When matched against Romney, Obama held a 7-point lead, 48 percent to 41 percent, basically the same as the 6-point, 49 percent to 43 percent edge he held in the June NBC/WSJ poll. Given that undecided voters tend to break more strongly toward the challenger than to the better-known, better-defined incumbent, this points to a contest that could be too close to call. In the head-to-head matchup question that paired Obama against Bachmann, the president’s lead jumped to 15 points, 50 percent to 35 percent. It isn’t clear whether this means that Bachmann is a weaker candidate or is just less known than Romney. A slice of voters is always reluctant to express support for a challenger whom they are relatively unfamiliar with, no matter what they think of the incumbent. But either way, Obama’s failure to move above 50 percent against Bachmann should give pause to the president’s supporters.

 

For the second month in a row, Romney garnered 30 percent support in a GOP nomination matchup among registered voters who say that they will vote in the Republican primaries, up from 21 percent in the April survey. Bachmann has surged from 3 percent in June to 16 percent in the new poll. Perry moved up from 8 percent in June to 11 percent in the new survey. Both Bachmann and Perry seem to have benefited from the fact that former Alaska Gov. Sarah Palin, who is not expected to run, was dropped from the choices in the latest poll. Combined, Bachmann and Perry received 11 percent in the June poll, while together they pulled 27 percent in the newer survey. In June, Palin received 14 percent.

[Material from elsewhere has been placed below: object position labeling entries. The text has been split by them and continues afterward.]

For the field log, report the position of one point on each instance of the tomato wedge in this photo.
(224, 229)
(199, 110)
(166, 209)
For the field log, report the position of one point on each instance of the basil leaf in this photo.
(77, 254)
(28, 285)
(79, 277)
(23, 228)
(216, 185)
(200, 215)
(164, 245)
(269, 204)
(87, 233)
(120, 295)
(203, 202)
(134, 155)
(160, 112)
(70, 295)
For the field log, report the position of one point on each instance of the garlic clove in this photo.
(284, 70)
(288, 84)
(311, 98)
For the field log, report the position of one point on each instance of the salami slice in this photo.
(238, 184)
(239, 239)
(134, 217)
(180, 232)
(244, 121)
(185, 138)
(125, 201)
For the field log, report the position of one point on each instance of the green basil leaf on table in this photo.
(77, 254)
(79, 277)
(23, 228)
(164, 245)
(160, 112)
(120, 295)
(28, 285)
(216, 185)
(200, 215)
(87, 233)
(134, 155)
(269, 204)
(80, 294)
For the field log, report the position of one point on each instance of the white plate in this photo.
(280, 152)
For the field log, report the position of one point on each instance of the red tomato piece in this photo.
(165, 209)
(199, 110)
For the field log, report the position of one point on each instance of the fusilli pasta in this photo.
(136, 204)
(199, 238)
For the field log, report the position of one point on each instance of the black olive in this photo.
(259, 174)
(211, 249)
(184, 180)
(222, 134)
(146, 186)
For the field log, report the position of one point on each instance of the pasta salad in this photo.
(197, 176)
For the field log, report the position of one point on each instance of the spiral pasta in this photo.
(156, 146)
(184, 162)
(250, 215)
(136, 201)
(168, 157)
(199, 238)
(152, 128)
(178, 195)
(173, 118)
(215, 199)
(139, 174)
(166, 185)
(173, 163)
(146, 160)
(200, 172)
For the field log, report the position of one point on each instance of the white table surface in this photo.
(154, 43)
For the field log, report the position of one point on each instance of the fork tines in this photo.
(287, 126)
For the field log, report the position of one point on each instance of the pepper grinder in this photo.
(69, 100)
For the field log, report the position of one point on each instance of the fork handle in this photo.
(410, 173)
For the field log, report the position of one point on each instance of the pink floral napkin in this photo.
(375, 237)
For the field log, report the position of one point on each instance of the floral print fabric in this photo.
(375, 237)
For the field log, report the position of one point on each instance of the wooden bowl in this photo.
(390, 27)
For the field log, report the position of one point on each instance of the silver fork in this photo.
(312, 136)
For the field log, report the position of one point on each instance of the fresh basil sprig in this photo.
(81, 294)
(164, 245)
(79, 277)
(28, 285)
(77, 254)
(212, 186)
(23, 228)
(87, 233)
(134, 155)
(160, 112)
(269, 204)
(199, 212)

For many of the candidates, the differences between how they fared in the two surveys were minuscule. Rep. Ron Paul pulled 8 percent of the vote in June and 9 percent this month; former House Speaker Newt Gingrich received 6 percent and 8 percent, respectively. Similarly, Pawlenty showed little change, receiving 2 percent in the new survey compared with 4 percent in June. For all of these candidates, there is little sign of movement either way. Former Godfather’s Pizza CEO Herman Cain received 12 percent in June and 5 percent in July. That could be either a real drop or just statistical noise; more data are needed to determine which.

One potentially useful exercise is to sort the candidates into brackets. If you add up the Romney, Pawlenty, and Jon Huntsman votes in the July survey, it totals 34 percent, basically one out of three Republican primary voters. Add up the Bachmann, Perry, Paul, Cain, and Rick Santorum voters, the more conservative of the two brackets, and it’s 44 percent. Gingrich always goes his own way, so it’s hard to assign him and his 8 percent to either bracket. Fourteen percent of Republicans don’t express a favorite in this field.

The economic indicators that point toward a tough environment for a president to be reelected are confirmed in this polling data. For a popular-vote victory, Obama needs to win about half of the undecided vote in the current matchups with a generic Republican—a fairly tall order. Obviously, the Electoral College vote determines the winner, but that outcome usually tracks with the popular vote (the 2000 election being the notable exception). Although it’s unclear whether Republicans will nominate the strongest possible challenger, it is pretty evident that the GOP nomination is worth having.